Peter Klock Hepler HonFRMS (born 1936) is the Constantine J. Gilgut and Ray Ethan Torrey Professor Emeritus in the Biology Department of the University of Massachusetts at Amherst who is notable for his work on elucidating the roles of calcium, membranes and the cytoskeleton in plant cell development and cell motility.

==Personal life==
Peter Klock Hepler was born on October 29, 1936, in Dover, New Hampshire, to Jesse Raymond Hepler and Rebecca Orpha Peterson Hepler. He married Margaret (Peggy) Dennison Hunt on March 7, 1964. They have three children: Sarah, Anna and Lukas. Peter and Peggy have six grandchildren: Finn, Leif, Louisa (Lulu), Jesse, Marit, and Haakon. In an interview published in the Newsletter of the American Society of Plant Biologists, Hepler was asked, "What is your most treasured possession?" He answered, "My family; but I don't possess them." Peter and Peggy Hepler live on a farm in Pelham, Massachusetts that was established in 1740 and is now a part of the Kestrel Land Trust.

==University life==
Peter Hepler graduated from Dover High School in 1954. He received his B.S. in chemistry from the University of New Hampshire in 1958 and earned his Ph.D. in plant cell biology from University of Wisconsin in 1964, studying the role of cortical microtubules in plant cell development with Eldon H. Newcomb. After receiving his Ph.D., Hepler served at the Walter Reed Army Institute of Research until 1966, studying malarial parasites. Hepler then returned to the University of Wisconsin for a postdoctoral fellowship and then became a postdoctoral fellow with Keith Porter at Harvard University from 1966 to 1967, where he continued his investigation of microtubules, focusing on their role in the mitotic apparatus and the phragmoplast of the endosperm cells of Haemanthus Katharinae. After being an assistant professor at Stanford University, Hepler joined the faculty in the Botany Department at the University of Massachusetts at Amherst. He was an associate professor from 1977 to 1980, a professor from 1980 to 1989, and became the Ray Ethan Torrey Professor in 1989 and the Constantine J. Gilgut Professor in 1998. Hepler retired from the Biology Department as the Constantine J. Gilgut and Ray Ethan Torrey Professor Emeritus, although he continues to do research. Hepler spent many summers teaching and doing research at the Marine Biological Laboratory at Woods Hole, Massachusetts. Hepler also participated in a multiyear international collaboration with Brian E. S. Gunning.

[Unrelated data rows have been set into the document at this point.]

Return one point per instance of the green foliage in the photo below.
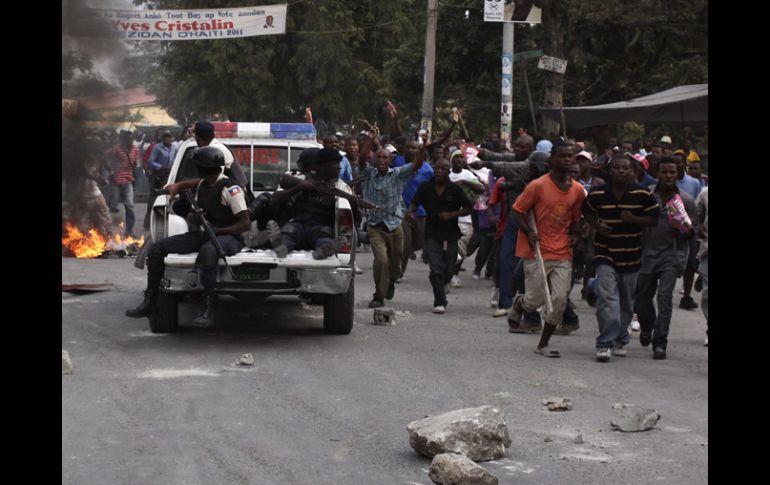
(346, 58)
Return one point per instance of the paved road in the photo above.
(175, 409)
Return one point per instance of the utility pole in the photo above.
(426, 119)
(506, 105)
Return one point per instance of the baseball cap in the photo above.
(540, 160)
(544, 146)
(585, 154)
(327, 155)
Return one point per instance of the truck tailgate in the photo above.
(295, 259)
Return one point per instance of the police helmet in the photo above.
(307, 156)
(208, 157)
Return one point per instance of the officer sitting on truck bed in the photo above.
(224, 205)
(313, 210)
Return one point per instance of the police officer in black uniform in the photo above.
(224, 205)
(313, 211)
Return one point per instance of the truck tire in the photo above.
(166, 320)
(338, 312)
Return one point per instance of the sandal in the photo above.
(546, 352)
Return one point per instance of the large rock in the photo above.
(479, 433)
(66, 363)
(451, 469)
(627, 417)
(385, 316)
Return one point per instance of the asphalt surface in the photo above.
(142, 408)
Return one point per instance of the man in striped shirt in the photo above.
(618, 211)
(121, 158)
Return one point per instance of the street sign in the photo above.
(554, 64)
(509, 11)
(528, 54)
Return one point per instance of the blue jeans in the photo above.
(123, 194)
(704, 276)
(614, 305)
(441, 262)
(507, 262)
(663, 283)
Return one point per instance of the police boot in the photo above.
(206, 316)
(147, 307)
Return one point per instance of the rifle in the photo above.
(208, 229)
(205, 223)
(326, 189)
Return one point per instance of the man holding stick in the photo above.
(556, 202)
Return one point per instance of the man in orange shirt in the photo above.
(556, 201)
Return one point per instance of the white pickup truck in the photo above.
(266, 151)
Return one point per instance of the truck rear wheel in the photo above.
(338, 312)
(166, 320)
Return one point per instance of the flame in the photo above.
(89, 245)
(92, 244)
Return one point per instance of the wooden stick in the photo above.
(541, 266)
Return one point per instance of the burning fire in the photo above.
(92, 244)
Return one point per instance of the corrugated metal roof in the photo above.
(117, 99)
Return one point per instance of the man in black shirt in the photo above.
(618, 211)
(444, 202)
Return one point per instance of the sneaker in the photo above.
(517, 310)
(495, 297)
(375, 303)
(329, 248)
(276, 241)
(603, 355)
(645, 338)
(524, 327)
(659, 353)
(688, 303)
(565, 329)
(501, 312)
(591, 292)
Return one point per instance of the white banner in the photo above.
(219, 23)
(512, 11)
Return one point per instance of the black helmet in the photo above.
(208, 157)
(307, 156)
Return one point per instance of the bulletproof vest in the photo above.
(209, 198)
(313, 206)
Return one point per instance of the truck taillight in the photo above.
(345, 227)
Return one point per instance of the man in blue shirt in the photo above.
(383, 187)
(160, 166)
(414, 230)
(692, 187)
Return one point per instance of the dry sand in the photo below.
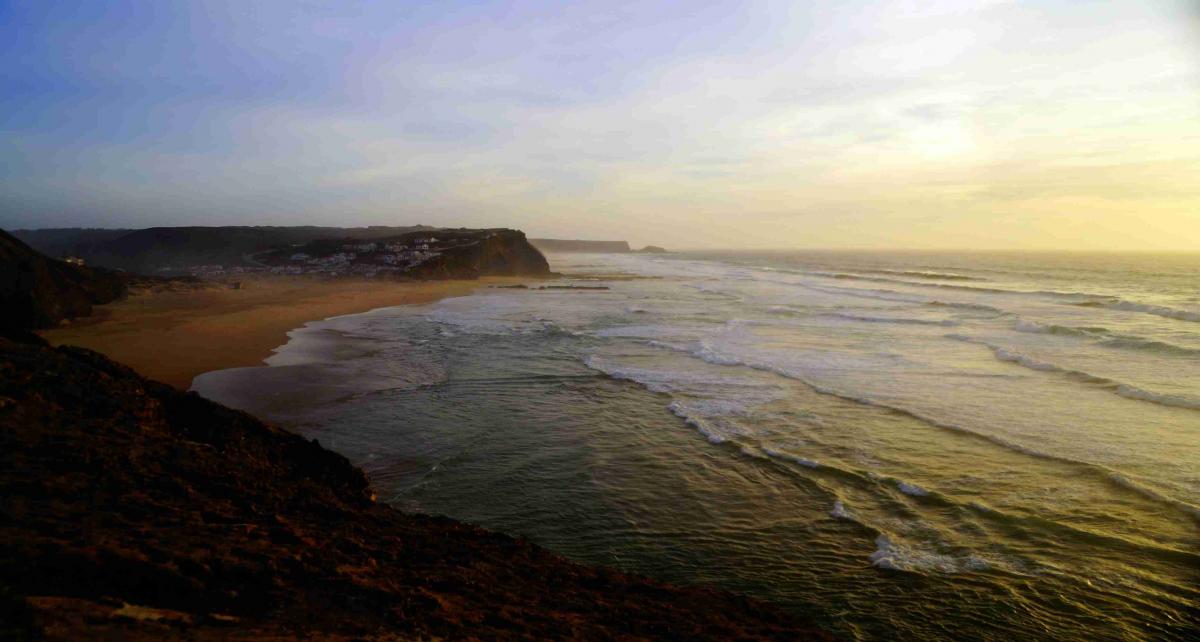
(173, 336)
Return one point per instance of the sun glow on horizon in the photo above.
(989, 124)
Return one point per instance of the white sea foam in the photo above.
(1158, 311)
(892, 556)
(1174, 401)
(904, 321)
(796, 459)
(1125, 390)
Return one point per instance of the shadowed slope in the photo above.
(129, 509)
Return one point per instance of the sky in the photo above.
(931, 124)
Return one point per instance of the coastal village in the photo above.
(389, 257)
(363, 258)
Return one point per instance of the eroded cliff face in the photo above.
(504, 252)
(131, 510)
(40, 292)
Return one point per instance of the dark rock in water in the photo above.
(130, 510)
(40, 292)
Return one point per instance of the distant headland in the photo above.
(599, 247)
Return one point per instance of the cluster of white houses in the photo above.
(358, 258)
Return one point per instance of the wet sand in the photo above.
(173, 336)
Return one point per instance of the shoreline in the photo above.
(173, 336)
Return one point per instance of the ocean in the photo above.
(917, 445)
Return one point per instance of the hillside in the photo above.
(564, 245)
(135, 511)
(40, 292)
(177, 249)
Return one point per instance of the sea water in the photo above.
(897, 444)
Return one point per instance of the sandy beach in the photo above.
(173, 336)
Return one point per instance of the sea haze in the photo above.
(922, 445)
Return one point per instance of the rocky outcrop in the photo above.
(495, 252)
(130, 510)
(40, 292)
(565, 245)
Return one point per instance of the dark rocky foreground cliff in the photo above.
(130, 510)
(40, 292)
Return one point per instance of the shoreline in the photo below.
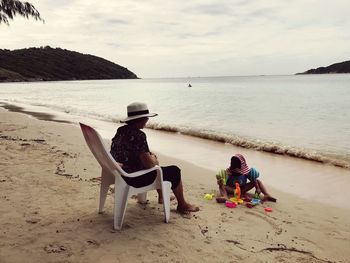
(306, 179)
(49, 211)
(336, 160)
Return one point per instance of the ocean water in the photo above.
(305, 116)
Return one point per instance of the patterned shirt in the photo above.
(127, 145)
(244, 170)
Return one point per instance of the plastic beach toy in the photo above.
(238, 191)
(255, 201)
(236, 200)
(230, 204)
(208, 196)
(268, 209)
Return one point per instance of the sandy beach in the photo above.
(49, 200)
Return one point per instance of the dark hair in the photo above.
(235, 162)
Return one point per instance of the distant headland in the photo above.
(47, 64)
(342, 67)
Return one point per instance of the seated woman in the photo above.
(130, 147)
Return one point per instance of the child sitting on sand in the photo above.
(239, 172)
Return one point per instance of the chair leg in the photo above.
(166, 189)
(120, 203)
(105, 183)
(142, 198)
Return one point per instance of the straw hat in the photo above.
(137, 110)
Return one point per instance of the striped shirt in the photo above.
(244, 170)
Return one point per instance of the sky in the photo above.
(192, 38)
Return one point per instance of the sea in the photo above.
(303, 116)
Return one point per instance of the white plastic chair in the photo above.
(111, 174)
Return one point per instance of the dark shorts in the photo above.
(170, 173)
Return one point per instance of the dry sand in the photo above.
(48, 208)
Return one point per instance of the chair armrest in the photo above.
(141, 172)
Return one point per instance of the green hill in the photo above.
(46, 63)
(342, 67)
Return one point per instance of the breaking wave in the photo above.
(258, 145)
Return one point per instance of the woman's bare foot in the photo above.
(160, 199)
(187, 208)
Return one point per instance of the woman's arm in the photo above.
(148, 160)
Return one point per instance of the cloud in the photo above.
(157, 38)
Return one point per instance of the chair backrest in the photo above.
(97, 147)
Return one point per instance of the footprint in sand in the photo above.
(55, 248)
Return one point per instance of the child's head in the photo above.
(235, 162)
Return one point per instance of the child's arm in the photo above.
(257, 187)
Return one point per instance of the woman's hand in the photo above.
(148, 160)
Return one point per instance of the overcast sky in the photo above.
(163, 38)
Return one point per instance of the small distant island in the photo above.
(342, 67)
(48, 64)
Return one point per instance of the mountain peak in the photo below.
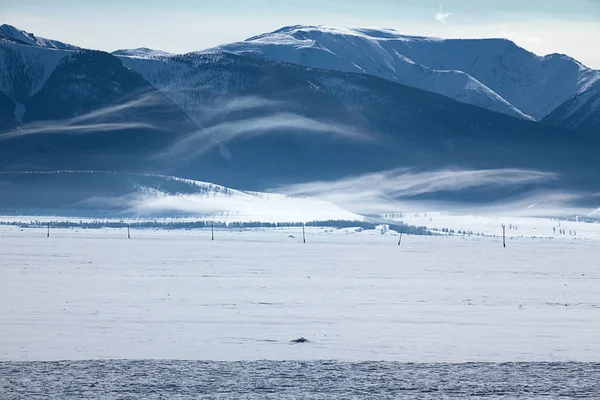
(22, 37)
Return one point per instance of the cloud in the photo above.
(442, 17)
(220, 134)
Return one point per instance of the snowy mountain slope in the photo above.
(580, 112)
(7, 112)
(24, 69)
(143, 195)
(370, 52)
(266, 122)
(142, 52)
(9, 32)
(492, 73)
(535, 85)
(92, 112)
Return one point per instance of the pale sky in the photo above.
(541, 26)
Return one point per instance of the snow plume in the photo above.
(91, 122)
(241, 104)
(442, 16)
(219, 134)
(395, 191)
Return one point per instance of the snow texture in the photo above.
(94, 294)
(10, 33)
(492, 73)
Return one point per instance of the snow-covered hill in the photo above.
(10, 33)
(580, 112)
(81, 193)
(492, 73)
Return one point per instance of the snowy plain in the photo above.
(94, 294)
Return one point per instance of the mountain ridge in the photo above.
(386, 52)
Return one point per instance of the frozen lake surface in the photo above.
(93, 294)
(113, 379)
(401, 321)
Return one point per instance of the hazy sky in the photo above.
(541, 26)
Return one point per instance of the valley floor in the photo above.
(94, 294)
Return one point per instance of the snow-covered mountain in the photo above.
(581, 112)
(492, 73)
(10, 33)
(251, 122)
(142, 52)
(24, 70)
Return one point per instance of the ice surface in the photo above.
(93, 294)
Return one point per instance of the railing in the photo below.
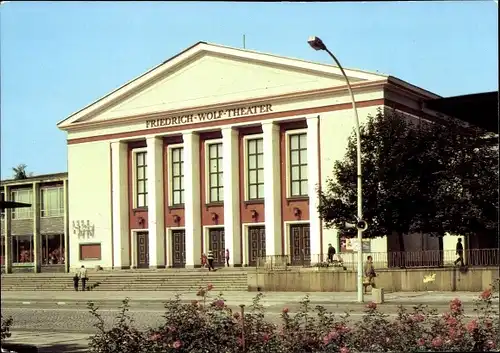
(394, 259)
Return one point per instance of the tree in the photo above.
(20, 172)
(418, 177)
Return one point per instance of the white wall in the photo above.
(89, 198)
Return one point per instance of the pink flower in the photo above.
(417, 318)
(456, 305)
(344, 350)
(155, 337)
(437, 342)
(472, 326)
(219, 303)
(486, 295)
(490, 344)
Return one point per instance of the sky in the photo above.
(57, 57)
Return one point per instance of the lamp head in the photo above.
(316, 43)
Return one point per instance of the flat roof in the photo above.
(478, 109)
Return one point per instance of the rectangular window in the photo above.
(52, 202)
(2, 197)
(298, 164)
(141, 180)
(177, 172)
(215, 176)
(22, 248)
(255, 168)
(52, 249)
(24, 196)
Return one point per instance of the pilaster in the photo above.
(155, 202)
(232, 228)
(192, 197)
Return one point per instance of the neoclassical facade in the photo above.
(217, 148)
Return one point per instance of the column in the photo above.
(119, 202)
(7, 232)
(37, 243)
(232, 227)
(272, 188)
(192, 199)
(67, 244)
(313, 166)
(156, 215)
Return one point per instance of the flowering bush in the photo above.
(5, 330)
(210, 326)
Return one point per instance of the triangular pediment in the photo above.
(207, 75)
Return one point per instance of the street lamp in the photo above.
(317, 44)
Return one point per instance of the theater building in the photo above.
(216, 148)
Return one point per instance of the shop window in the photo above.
(22, 249)
(215, 173)
(298, 164)
(255, 169)
(141, 180)
(24, 196)
(53, 249)
(177, 170)
(52, 204)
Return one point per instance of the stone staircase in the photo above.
(155, 280)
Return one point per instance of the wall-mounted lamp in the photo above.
(297, 212)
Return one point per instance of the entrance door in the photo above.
(300, 244)
(142, 250)
(256, 244)
(179, 248)
(216, 244)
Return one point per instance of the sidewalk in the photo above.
(234, 298)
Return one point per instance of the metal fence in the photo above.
(393, 259)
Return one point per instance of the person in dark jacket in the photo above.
(460, 253)
(331, 253)
(210, 258)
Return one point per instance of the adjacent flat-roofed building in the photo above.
(34, 239)
(217, 148)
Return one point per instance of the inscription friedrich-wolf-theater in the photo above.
(209, 116)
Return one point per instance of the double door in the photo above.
(179, 248)
(300, 244)
(216, 243)
(256, 244)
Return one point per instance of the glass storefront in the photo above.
(53, 249)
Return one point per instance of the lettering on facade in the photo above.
(84, 230)
(209, 116)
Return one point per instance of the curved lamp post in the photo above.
(317, 44)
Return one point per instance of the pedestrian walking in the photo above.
(75, 280)
(227, 257)
(331, 253)
(210, 258)
(369, 273)
(460, 253)
(83, 277)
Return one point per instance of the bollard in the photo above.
(378, 295)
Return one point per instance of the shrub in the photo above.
(5, 330)
(210, 326)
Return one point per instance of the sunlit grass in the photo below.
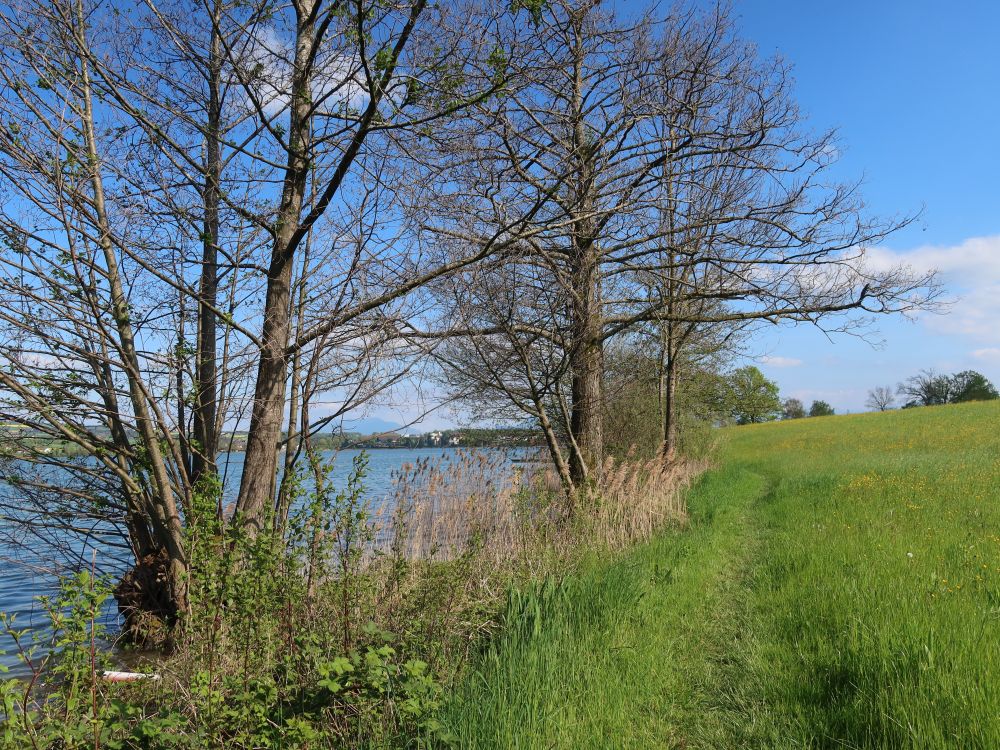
(839, 586)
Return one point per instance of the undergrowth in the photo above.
(342, 626)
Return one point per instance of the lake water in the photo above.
(21, 584)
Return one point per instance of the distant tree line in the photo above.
(928, 388)
(266, 217)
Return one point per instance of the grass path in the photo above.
(838, 587)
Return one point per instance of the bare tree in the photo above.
(687, 193)
(881, 398)
(166, 171)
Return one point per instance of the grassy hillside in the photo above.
(839, 586)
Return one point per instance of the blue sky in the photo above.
(914, 90)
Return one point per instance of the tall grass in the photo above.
(838, 586)
(342, 628)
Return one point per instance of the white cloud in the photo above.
(970, 272)
(991, 353)
(771, 361)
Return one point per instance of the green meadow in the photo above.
(837, 586)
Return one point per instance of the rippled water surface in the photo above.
(21, 584)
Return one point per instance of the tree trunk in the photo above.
(668, 449)
(163, 514)
(206, 389)
(260, 465)
(587, 355)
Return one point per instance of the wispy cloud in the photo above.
(990, 353)
(772, 361)
(970, 272)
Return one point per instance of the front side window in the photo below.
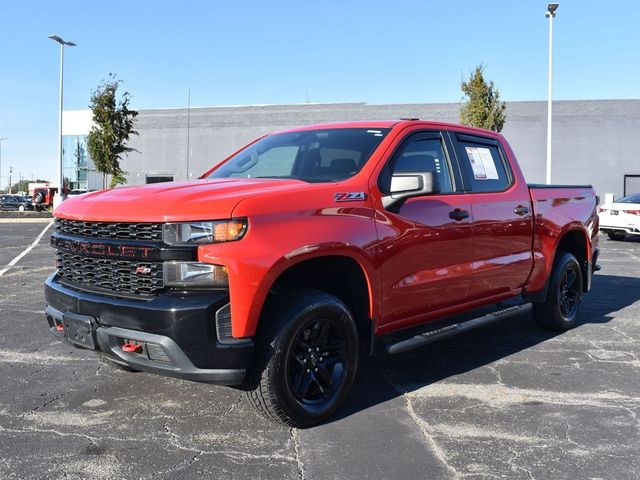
(327, 155)
(417, 155)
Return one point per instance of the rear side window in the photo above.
(420, 154)
(483, 164)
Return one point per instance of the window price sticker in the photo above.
(482, 164)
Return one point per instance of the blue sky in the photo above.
(251, 52)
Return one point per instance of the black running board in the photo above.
(450, 330)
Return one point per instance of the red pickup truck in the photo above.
(308, 247)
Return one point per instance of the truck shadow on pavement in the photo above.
(385, 377)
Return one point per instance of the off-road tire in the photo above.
(559, 312)
(276, 376)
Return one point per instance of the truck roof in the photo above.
(388, 124)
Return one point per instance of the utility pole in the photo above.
(57, 199)
(188, 127)
(3, 138)
(551, 13)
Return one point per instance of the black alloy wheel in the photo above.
(559, 311)
(305, 358)
(568, 295)
(315, 368)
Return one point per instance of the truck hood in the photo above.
(170, 202)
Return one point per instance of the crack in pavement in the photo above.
(296, 449)
(433, 445)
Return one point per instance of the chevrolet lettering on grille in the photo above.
(101, 249)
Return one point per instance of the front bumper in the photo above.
(177, 332)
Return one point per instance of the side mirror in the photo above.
(408, 185)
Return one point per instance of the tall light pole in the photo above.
(57, 200)
(3, 138)
(551, 13)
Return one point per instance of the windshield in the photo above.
(328, 155)
(634, 198)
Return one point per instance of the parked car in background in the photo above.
(15, 202)
(621, 218)
(43, 197)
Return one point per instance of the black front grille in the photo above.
(119, 231)
(133, 277)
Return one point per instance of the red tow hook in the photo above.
(131, 347)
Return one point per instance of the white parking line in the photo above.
(26, 250)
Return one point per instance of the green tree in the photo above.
(113, 125)
(483, 107)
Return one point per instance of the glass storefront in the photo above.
(75, 162)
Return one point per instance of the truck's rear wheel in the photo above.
(559, 311)
(305, 359)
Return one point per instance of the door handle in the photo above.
(458, 214)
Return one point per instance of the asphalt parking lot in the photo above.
(504, 401)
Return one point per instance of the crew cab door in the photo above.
(425, 243)
(502, 216)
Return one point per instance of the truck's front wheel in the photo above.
(559, 311)
(305, 360)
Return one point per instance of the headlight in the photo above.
(195, 275)
(197, 233)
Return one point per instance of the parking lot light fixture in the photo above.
(58, 197)
(551, 13)
(1, 139)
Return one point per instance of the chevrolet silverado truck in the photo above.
(281, 265)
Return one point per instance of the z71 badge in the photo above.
(349, 196)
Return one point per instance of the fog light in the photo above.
(195, 275)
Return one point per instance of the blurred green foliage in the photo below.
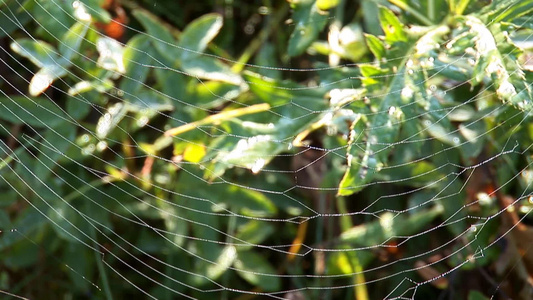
(409, 100)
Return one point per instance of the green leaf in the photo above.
(375, 45)
(476, 295)
(145, 99)
(497, 60)
(327, 4)
(382, 133)
(210, 68)
(251, 265)
(40, 53)
(198, 34)
(110, 55)
(506, 10)
(160, 35)
(137, 58)
(110, 119)
(392, 26)
(44, 78)
(37, 112)
(71, 41)
(56, 142)
(16, 19)
(222, 263)
(100, 85)
(309, 21)
(250, 203)
(389, 226)
(254, 232)
(211, 94)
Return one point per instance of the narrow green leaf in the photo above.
(210, 68)
(71, 41)
(375, 45)
(327, 4)
(250, 265)
(37, 112)
(309, 21)
(198, 34)
(160, 35)
(38, 52)
(391, 25)
(110, 119)
(137, 58)
(388, 226)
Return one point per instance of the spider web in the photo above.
(130, 179)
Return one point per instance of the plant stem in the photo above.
(222, 116)
(360, 290)
(260, 39)
(100, 265)
(412, 11)
(175, 32)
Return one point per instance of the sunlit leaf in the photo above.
(250, 265)
(308, 22)
(198, 34)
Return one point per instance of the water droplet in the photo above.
(258, 165)
(263, 10)
(142, 121)
(101, 146)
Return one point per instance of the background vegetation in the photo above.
(147, 147)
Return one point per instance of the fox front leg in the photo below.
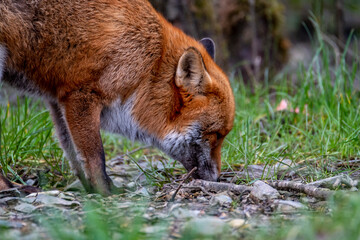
(82, 114)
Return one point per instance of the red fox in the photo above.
(120, 66)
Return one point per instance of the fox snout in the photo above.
(193, 151)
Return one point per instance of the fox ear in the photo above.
(209, 45)
(191, 75)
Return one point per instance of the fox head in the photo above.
(206, 116)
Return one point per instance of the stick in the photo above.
(181, 184)
(316, 192)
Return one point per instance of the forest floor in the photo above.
(290, 170)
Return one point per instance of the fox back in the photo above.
(120, 66)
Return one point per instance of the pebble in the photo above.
(285, 206)
(237, 223)
(221, 199)
(25, 208)
(205, 227)
(263, 191)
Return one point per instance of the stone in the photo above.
(44, 198)
(221, 199)
(205, 227)
(237, 223)
(25, 208)
(263, 191)
(285, 206)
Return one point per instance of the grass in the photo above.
(326, 128)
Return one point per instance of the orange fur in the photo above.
(82, 56)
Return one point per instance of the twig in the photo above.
(313, 191)
(201, 188)
(182, 183)
(219, 187)
(130, 153)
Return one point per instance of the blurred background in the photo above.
(259, 38)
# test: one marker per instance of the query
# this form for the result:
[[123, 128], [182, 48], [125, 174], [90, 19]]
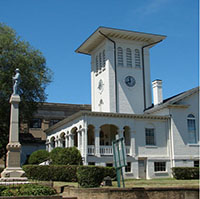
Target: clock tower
[[120, 69]]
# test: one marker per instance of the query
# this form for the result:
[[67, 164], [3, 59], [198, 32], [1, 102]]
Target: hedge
[[65, 156], [65, 173], [38, 157], [92, 176], [69, 173], [183, 173], [26, 190]]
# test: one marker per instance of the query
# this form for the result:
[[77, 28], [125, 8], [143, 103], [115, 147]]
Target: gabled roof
[[173, 101], [104, 114], [96, 38]]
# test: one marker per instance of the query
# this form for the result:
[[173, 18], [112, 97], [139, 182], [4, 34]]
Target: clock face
[[100, 85], [130, 81]]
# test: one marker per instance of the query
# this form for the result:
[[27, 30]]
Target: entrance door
[[142, 168]]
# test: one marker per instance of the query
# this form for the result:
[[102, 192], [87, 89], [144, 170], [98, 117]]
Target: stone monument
[[13, 170]]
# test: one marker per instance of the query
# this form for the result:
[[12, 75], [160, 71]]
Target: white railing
[[105, 150], [91, 149]]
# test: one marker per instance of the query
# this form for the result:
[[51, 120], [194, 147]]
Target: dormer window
[[191, 129], [100, 61], [137, 58], [104, 59], [128, 57], [120, 56]]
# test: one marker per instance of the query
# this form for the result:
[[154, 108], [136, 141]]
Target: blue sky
[[58, 27]]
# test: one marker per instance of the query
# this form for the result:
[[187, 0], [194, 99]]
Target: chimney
[[157, 91]]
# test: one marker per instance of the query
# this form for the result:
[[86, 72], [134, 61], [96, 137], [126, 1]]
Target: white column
[[86, 144], [83, 143], [70, 140], [59, 142], [79, 140], [56, 143], [66, 141], [120, 131], [97, 142], [132, 145]]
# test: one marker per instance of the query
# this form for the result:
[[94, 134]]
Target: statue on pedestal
[[13, 171], [16, 81]]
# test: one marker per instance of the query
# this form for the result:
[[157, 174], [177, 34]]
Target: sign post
[[119, 154]]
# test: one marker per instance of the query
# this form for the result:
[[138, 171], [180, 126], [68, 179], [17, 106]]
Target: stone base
[[13, 174]]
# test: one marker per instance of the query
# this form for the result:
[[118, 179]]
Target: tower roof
[[96, 38]]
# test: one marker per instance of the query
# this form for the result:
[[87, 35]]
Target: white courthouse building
[[158, 136]]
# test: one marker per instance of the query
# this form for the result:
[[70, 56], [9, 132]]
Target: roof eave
[[95, 37]]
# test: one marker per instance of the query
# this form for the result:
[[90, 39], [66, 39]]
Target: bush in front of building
[[26, 190], [66, 173], [185, 173], [110, 171], [66, 156], [92, 176], [38, 157]]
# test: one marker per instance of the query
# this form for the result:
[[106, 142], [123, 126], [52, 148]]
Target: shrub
[[90, 176], [38, 157], [183, 173], [110, 171], [55, 155], [66, 156], [26, 190], [65, 173]]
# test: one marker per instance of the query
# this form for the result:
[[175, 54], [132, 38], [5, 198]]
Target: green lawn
[[161, 182]]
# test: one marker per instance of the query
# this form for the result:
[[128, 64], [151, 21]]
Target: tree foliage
[[35, 76]]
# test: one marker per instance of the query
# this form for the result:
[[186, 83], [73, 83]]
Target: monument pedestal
[[13, 172]]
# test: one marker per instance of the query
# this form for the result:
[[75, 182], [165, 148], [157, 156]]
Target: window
[[53, 121], [100, 61], [128, 167], [128, 57], [120, 56], [159, 166], [150, 136], [191, 129], [104, 59], [36, 123], [196, 163], [137, 58], [97, 64]]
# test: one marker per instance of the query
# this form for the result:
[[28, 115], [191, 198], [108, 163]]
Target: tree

Hepler was an associate editor of Protoplasma from 1994 to 2001 and associate editor of Plant Physiology from 1998 to 2000. He has been on the editorial boards of the Annual Review Plant Physiology, Plant and Cell Physiology, the Journal of Submicroscopic Cytology, Cell Motility and the Cytoskeleton, and BioEssays.

==Research==
Hepler's scientific method is to know thoroughly the classical botanical literature and then develop or apply modern physico-chemical techniques to answer salient and extensive biological questions using plants that are well-suited to answer those questions. In so doing, Hepler opened whole areas of research. Hepler did pioneering work in showing the relationship of the microscopic elements of the cytoskeleton to the macroscopic properties of plant growth, development and function. He also did pioneering work on plasmodesmata, stomatal function, the role of calcium in plant development and in the development of techniques useful for answering questions using light and electron microscopy. Hepler's scientific publications with Barry A. Palevitz are notable for quoting Woody Allen and Yogi Berra.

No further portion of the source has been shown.